Up to now, money managers have defied fears that the trillions of dollars of new debt issuance would overwhelm the market, with investors taking down record-large auctions without much fuss. But after a dismal debt sale last Thursday, analysts are re-evaluating assumptions that supply would have a limited impact on bond prices and yields.
“We have never seen before these amounts. That’s definitely a test for the Treasury market,” Bastien Drut, chief thematic macro strategist at Paris-based CPR Asset Management, told MarketWatch.
Net issuance of Treasury bonds and notes are set to hit an all-time high of $414 billion in March, almost the twice of the previous record, according to Drut’s calculations.
The record supply comes at an difficult time for the bond market as analysts struggle to define yield levels where debt should trade in the face of uncertainty about the size of another round of fiscal stimulus from Congress, an economic recovery as coronavirus vaccines are rolled out, and the timeline for normalization of the Federal Reserve’s easy-money policies.
That uncertainty sparked a bond-market selloff last week that pushed debt prices lower, and sent the 10-year Treasury note yield TMUBMUSD10Y, 1.413% as high as 1.60% on Thursday, by some estimates, a 12 month high. Since then, the benchmark maturity has retreated to 1.41%.
The bond yield surge coincided with the worst showing in a 7-year note auction since the U.S. Treasury reintroduced the debt maturity in 2009.
The 7-year note auction TMUBMUSD07Y, 1.082% tailed by 4.2 basis points, the most in the auction’s history and an indication of poor investor appetite. The tail is the gap between the highest yield the Treasury sold in the auction and the yield before the auction began.
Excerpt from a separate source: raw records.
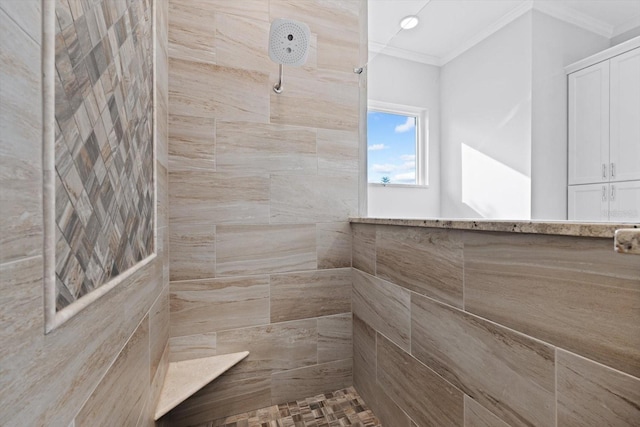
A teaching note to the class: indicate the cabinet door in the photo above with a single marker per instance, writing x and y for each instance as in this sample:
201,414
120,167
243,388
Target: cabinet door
589,202
624,205
589,124
625,116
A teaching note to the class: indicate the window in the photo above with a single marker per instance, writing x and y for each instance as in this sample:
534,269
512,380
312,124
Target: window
395,145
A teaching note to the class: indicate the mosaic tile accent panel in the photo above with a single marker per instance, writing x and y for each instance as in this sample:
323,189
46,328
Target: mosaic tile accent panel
341,408
104,142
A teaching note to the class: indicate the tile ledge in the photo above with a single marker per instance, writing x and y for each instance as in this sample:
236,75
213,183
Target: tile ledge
186,377
562,228
627,241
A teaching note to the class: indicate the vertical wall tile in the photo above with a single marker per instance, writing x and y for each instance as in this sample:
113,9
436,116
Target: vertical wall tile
419,391
119,397
576,293
310,294
479,357
333,244
592,394
257,249
364,247
193,251
272,348
384,306
310,381
426,261
335,338
211,305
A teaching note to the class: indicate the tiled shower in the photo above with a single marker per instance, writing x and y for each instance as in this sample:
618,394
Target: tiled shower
250,193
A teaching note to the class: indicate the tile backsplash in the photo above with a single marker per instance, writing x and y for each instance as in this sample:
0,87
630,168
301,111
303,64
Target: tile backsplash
103,150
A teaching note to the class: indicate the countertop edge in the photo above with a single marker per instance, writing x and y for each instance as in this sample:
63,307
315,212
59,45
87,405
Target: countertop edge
578,229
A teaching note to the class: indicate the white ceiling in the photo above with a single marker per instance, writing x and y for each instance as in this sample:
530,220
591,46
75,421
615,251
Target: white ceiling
449,27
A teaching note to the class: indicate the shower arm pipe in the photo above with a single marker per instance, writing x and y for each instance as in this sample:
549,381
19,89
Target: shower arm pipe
277,88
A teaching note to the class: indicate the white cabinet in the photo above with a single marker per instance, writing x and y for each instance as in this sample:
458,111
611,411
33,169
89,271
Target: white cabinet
624,100
589,124
615,202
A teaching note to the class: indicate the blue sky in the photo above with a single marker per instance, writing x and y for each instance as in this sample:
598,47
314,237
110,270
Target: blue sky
391,147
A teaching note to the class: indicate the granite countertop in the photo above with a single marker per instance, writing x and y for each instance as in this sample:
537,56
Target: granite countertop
631,234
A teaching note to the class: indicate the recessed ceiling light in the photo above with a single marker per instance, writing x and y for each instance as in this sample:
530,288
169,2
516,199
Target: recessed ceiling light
409,22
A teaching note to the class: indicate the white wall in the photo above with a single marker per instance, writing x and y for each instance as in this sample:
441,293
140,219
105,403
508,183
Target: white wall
555,44
486,127
404,82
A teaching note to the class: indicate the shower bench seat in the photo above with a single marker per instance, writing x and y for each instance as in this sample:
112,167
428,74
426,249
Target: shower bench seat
186,377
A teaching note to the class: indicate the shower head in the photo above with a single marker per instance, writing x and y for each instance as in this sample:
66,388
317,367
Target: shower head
289,42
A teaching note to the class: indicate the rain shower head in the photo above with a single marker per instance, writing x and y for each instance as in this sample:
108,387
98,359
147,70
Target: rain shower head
289,42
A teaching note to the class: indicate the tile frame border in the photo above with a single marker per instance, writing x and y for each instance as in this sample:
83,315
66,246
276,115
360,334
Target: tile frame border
54,318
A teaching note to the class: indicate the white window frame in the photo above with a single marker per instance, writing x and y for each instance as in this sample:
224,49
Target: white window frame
422,140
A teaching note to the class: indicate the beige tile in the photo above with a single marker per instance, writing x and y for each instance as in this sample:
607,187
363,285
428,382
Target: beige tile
384,306
272,348
222,398
119,397
242,42
320,99
333,241
335,338
304,382
337,152
192,29
202,197
313,198
426,261
364,247
257,249
364,376
20,135
423,395
193,251
480,357
158,330
575,293
197,89
592,394
192,346
310,294
212,305
192,143
475,415
266,148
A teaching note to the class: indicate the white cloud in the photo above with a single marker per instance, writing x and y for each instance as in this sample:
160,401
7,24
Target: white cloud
405,178
406,126
383,168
“I’m not sure if that was a one-off,” said Drut, who noted previous Treasury debt auctions were already showing signs of declining demand before last week.
One concern is Treasury markets as they are currently set up are ill-prepared for sharp and volatile swings in yields, especially when coupled with one-way trading.
Those fears appeared to be confirmed last Thursday when dealers, faced with a crowd of sellers but few willing buyers, may have been forced to push yields sharply higher in order to clear the unsold debt from the 7-year note auction off their balance sheets, according to Gang Hu, managing partner at Winshore Capital Partners.
“The market is under a bit of strain. The market resiliency is tested because the size of balance sheets for trading are not going up, but the size of auctions are,” said Lawrence Dyer, head of U.S. rates strategy at HSBC, in an interview.
Market participants say there’s a ready solution available to the Fed.
The central bank could extend regulatory relief introduced last April on capital requirements for banks that had exempted Treasurys from being treated as assets in calculations of the so-called supplementary leverage ratio.
Under the current rules, banks must have capital equal to at least 3 per cent of their assets, with that share rising as high as 5% for so-called systematically important financial institutions.
Analysts say the continued relaxation of these rules would help ease up some of the balance-sheet constraints that had prevented broker-dealers from acting as an intermediary last March when the U.S. government bond market temporarily broke down.
“It’s a fix that’s available if it’s needed,” said Dyer.